If you connect together a bunch of regular hexagons, they neatly fit together (as everyone knows), each tile having six neighbors. Making a graph of the connectivity of these tiles, you can see that there are cycles all over the place. The smallest cycles in this graph have three nodes.

$f(\text{regular hexagon}) = 3$

If you use regular pentagons, they don't fully tile the plane, but they do still form cycles. The smallest cycles have 6 nodes.

$f(\text{regular pentagon}) = 6$

If you use regular heptagons, the smallest cycle also seems to require 6 tiles.

$f(\text{regular heptagon}) = 6$

And it's the same with nonagons, 6 tiles to a cycle:

$f(\text{regular nonagon}) = 6$

Is there a general way to calculate the minimum number of tiles needed to form a cycle?

$f(\text{polygon}) = ?$

Ideally, I'd love to find a method that worked for any equilateral non-intersecting polygon, but even a method that works for any regular polygon would be great.

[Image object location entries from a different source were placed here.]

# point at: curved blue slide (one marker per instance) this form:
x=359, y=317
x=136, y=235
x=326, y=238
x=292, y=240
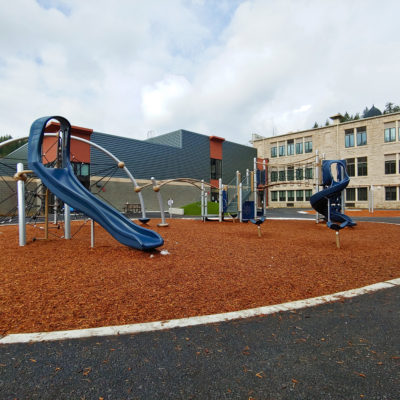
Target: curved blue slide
x=63, y=183
x=328, y=201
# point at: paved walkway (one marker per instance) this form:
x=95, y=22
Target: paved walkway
x=343, y=350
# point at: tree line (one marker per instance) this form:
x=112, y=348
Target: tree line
x=346, y=117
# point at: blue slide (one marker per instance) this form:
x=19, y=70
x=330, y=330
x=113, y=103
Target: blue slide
x=63, y=183
x=328, y=201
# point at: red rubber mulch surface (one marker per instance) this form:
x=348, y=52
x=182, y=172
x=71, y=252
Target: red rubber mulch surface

^{_{Sorry for the crudeness of the drawings.}}

I did some experiments for regular polygons, for up to $n=24$ (click to enlarge):

These experiments suggest that

1. If $6\vert n$ you get a $3$-cycle
2. Else if $2\vert n$ you get a $4$-cycle
3. Else you get a $6$-cycle

That you can get the $3$-cycle for anything that has edges aligned as a hexagon has them is pretty obvious. On the other hand, for reasons of symmetry any arrangement of $3$ regular $n$-gons has to be symmetric under $120°$ rotation, so you have to have those hexagon-aligned edges else it won't work.

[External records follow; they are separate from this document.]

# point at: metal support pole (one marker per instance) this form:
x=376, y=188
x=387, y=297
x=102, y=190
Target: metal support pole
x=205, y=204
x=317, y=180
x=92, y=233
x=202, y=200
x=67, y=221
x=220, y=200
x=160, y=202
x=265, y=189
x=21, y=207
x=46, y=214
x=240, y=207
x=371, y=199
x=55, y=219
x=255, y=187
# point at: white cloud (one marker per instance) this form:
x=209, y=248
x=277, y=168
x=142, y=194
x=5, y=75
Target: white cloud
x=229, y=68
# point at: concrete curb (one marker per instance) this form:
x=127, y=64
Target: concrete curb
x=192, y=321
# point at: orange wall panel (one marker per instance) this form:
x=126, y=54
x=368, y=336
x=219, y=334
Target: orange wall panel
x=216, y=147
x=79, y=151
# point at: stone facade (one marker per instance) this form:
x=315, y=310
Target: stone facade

It's also easy to see that you can get a $4$-cycle if $4\vert n$, since that's the obvious arrangement for squares. The other $4$-cycles are more tricky. The most systematic (and reasonably symmetric) choice there would be a configuration where two polygons have opposite vertices aligned with one axis, while the other two polygons have an axis perpendicular to the first passing through the centers of two opposite edges. Something like this:

Right now I have no obvious answer as to why you can't get $4$-cycles for odd $n$, nor why $6$-cycles are always possible. Looking at the angles it's easy to see that the length of the cycle has to be even if $n$ is odd, so once the $4$-cycles are ruled out for those cases, the $5$-cycles are out of the question and the $6$-cycles will provide the solution. Perhaps others can build more detailed answers with the help of my pictures.